Deep learning capabilities have arguably entered a new stage since around 2020. These new capabilities also rely on new design principles, with self-supervision, large scale pretraining and transfer learning all playing central roles. Perhaps most strikingly, this new stage of deep learning makes critical use of Transformers. Initially developed for machine translation tasks, then rapidly adopted across different NLP tasks, Transformers have recently shown superior performance to Convolutional Neural Networks (CNNs) on a variety of computer vision tasks. As CNNs have been the de-facto model for visual data for almost a decade, this gives rise to a fundamental question: how are Transformers solving visual tasks, and what can we learn about their successful application? In this talk, I present results providing answers to these questions. I overview key differences in image representations in Transformers and CNNs, and reveal how these arise from the differing functions of self-attention vs convolutions. I highlight connections between pretraining and learned representations, and explore ramifications for transfer learning and the role of scale in performance.

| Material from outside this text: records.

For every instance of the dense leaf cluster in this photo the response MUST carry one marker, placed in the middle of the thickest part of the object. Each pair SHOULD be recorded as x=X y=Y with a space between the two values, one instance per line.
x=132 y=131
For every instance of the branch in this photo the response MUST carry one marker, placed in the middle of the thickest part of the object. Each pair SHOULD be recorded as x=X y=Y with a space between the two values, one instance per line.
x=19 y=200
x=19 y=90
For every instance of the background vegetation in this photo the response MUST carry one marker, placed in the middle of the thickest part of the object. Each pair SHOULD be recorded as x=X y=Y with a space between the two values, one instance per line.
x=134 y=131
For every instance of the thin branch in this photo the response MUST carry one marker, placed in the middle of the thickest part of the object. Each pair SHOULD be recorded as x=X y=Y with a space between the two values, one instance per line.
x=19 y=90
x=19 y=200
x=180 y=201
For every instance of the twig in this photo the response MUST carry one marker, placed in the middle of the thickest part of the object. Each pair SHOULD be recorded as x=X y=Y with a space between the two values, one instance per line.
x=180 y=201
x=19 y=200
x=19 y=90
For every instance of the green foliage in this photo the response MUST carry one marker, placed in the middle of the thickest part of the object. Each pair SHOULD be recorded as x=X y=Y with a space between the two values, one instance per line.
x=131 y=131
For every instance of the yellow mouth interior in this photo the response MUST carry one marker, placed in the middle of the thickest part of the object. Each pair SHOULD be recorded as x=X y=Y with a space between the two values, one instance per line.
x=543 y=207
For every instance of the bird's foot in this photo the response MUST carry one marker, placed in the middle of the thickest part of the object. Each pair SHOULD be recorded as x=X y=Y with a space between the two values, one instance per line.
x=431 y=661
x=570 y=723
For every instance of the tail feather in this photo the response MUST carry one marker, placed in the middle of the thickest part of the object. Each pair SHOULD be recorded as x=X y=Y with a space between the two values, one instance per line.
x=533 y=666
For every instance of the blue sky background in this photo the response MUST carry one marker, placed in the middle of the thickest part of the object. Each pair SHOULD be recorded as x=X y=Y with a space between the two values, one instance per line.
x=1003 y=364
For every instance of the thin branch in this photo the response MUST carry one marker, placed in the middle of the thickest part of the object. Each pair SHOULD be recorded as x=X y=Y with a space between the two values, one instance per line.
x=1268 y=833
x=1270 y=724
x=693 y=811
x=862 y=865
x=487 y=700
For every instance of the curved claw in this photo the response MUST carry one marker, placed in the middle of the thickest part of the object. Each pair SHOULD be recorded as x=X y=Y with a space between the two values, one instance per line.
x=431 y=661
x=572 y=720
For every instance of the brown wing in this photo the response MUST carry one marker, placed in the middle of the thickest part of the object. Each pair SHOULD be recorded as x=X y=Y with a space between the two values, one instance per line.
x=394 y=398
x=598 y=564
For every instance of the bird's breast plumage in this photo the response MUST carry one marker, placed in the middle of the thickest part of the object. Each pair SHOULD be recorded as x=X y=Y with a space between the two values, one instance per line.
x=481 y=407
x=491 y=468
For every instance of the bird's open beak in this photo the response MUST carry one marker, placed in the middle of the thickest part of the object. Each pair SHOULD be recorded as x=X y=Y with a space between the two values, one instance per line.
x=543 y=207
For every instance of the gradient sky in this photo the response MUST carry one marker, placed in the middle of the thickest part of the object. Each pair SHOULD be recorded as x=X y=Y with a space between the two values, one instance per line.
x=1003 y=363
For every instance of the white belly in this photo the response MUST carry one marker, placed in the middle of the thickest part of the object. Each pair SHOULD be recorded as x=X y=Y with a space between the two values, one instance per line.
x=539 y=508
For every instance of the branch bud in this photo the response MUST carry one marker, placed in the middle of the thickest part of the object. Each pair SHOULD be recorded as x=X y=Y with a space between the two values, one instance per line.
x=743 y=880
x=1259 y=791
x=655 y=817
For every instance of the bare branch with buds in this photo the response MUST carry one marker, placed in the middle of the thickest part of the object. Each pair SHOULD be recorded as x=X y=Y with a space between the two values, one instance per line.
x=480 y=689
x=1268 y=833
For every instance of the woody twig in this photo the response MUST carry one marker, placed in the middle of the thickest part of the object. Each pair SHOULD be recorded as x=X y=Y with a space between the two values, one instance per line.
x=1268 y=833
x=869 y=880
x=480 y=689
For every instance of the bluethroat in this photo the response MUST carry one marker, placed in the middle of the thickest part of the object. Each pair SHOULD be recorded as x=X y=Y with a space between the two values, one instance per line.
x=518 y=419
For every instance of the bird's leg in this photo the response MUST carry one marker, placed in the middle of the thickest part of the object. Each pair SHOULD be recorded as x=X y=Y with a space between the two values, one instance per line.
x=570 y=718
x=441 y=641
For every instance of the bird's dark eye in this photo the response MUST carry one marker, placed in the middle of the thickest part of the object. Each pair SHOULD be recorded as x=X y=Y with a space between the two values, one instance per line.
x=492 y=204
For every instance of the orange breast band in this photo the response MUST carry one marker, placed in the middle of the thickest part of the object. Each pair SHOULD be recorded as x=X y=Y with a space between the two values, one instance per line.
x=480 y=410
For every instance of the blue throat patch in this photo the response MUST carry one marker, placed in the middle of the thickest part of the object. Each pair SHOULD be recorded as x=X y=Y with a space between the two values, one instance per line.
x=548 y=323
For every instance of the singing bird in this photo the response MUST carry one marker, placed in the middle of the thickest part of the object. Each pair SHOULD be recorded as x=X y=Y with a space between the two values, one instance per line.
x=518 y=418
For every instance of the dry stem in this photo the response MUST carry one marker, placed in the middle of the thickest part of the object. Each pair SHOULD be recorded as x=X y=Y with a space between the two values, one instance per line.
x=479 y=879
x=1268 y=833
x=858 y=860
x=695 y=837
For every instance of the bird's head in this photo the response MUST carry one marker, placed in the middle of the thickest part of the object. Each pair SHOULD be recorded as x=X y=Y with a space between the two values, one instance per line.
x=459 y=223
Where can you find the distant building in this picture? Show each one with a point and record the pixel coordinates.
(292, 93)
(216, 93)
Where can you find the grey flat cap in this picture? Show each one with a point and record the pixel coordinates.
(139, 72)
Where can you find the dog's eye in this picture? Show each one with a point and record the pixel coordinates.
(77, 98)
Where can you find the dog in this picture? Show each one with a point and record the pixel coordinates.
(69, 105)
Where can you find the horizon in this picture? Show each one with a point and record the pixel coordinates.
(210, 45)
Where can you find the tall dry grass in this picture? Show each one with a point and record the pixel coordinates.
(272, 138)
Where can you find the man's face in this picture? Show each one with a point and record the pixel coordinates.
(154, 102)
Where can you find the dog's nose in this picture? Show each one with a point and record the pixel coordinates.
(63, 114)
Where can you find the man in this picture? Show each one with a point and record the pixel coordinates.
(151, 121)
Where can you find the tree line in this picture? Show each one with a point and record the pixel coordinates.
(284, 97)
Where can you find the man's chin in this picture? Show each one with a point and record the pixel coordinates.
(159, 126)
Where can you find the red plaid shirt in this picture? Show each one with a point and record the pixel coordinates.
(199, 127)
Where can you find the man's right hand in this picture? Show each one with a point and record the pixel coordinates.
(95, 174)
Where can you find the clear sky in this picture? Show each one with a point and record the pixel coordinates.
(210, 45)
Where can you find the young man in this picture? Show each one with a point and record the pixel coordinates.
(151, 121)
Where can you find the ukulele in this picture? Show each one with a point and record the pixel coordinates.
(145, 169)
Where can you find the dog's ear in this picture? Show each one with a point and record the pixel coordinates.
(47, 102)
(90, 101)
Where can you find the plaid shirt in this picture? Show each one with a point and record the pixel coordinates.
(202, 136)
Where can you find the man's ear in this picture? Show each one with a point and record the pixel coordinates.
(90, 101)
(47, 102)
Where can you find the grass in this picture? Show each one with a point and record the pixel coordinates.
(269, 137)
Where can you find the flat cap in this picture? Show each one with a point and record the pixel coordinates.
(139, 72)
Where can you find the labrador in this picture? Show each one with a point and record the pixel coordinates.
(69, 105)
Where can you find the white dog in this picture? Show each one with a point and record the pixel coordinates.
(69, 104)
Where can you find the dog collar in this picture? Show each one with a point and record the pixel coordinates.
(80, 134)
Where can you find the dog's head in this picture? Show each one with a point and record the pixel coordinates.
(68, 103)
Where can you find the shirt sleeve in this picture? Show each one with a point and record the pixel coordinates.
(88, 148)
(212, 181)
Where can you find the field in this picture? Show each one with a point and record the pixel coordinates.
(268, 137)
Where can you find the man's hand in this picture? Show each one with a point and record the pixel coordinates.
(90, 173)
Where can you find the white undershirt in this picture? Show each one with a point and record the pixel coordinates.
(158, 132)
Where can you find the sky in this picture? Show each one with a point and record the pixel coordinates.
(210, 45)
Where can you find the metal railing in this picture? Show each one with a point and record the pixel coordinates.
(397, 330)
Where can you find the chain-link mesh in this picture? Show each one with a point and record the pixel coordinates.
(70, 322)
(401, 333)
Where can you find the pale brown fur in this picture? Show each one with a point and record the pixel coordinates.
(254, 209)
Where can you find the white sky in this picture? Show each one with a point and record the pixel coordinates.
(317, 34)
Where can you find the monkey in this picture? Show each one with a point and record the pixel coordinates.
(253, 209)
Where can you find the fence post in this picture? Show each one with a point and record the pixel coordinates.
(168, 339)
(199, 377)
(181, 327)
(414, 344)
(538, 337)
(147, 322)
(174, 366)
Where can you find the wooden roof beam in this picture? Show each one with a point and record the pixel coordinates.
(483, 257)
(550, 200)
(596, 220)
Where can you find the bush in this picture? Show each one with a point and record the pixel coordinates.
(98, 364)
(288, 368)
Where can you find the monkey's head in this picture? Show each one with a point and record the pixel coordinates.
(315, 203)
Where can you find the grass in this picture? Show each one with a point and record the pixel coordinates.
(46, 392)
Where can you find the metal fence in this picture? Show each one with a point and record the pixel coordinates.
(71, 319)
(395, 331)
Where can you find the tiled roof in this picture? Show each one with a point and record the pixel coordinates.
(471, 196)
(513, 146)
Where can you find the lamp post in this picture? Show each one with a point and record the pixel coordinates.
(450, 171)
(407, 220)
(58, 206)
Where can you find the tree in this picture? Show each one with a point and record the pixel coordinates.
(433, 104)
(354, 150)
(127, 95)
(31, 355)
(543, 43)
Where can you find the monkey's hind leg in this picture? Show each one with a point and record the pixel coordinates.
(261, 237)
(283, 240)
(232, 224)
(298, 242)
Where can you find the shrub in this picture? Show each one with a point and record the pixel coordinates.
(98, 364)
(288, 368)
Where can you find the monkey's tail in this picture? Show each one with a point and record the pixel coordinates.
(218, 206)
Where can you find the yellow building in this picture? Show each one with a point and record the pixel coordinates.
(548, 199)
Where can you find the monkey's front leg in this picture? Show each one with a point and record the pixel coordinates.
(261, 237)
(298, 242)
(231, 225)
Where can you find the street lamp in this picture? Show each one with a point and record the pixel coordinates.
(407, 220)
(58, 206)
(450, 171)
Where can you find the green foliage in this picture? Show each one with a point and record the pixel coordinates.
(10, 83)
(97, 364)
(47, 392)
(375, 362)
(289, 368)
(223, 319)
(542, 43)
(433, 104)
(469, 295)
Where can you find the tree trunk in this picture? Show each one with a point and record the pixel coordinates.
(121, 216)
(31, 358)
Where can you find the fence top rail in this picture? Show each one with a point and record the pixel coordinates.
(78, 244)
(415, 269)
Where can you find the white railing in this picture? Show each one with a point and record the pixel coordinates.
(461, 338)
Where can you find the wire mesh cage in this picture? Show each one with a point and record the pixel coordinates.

Maithra Raghu is a Senior Research Scientist at Google Brain and finished her PhD in Computer Science at Cornell University. Her research broadly focuses on enabling effective collaboration between humans and AI, from design to deployment. Specifically, her work develops algorithms to gain insights into deep neural network representations and uses these insights to inform the design of AI systems and their interaction with human experts at deployment. Her work has been featured in many press outlets including The Washington Post, WIRED and Quanta Magazine. She has been named one of the Forbes 30 Under 30 in Science, a 2020 STAT Wunderkind, and a Rising Star in EECS.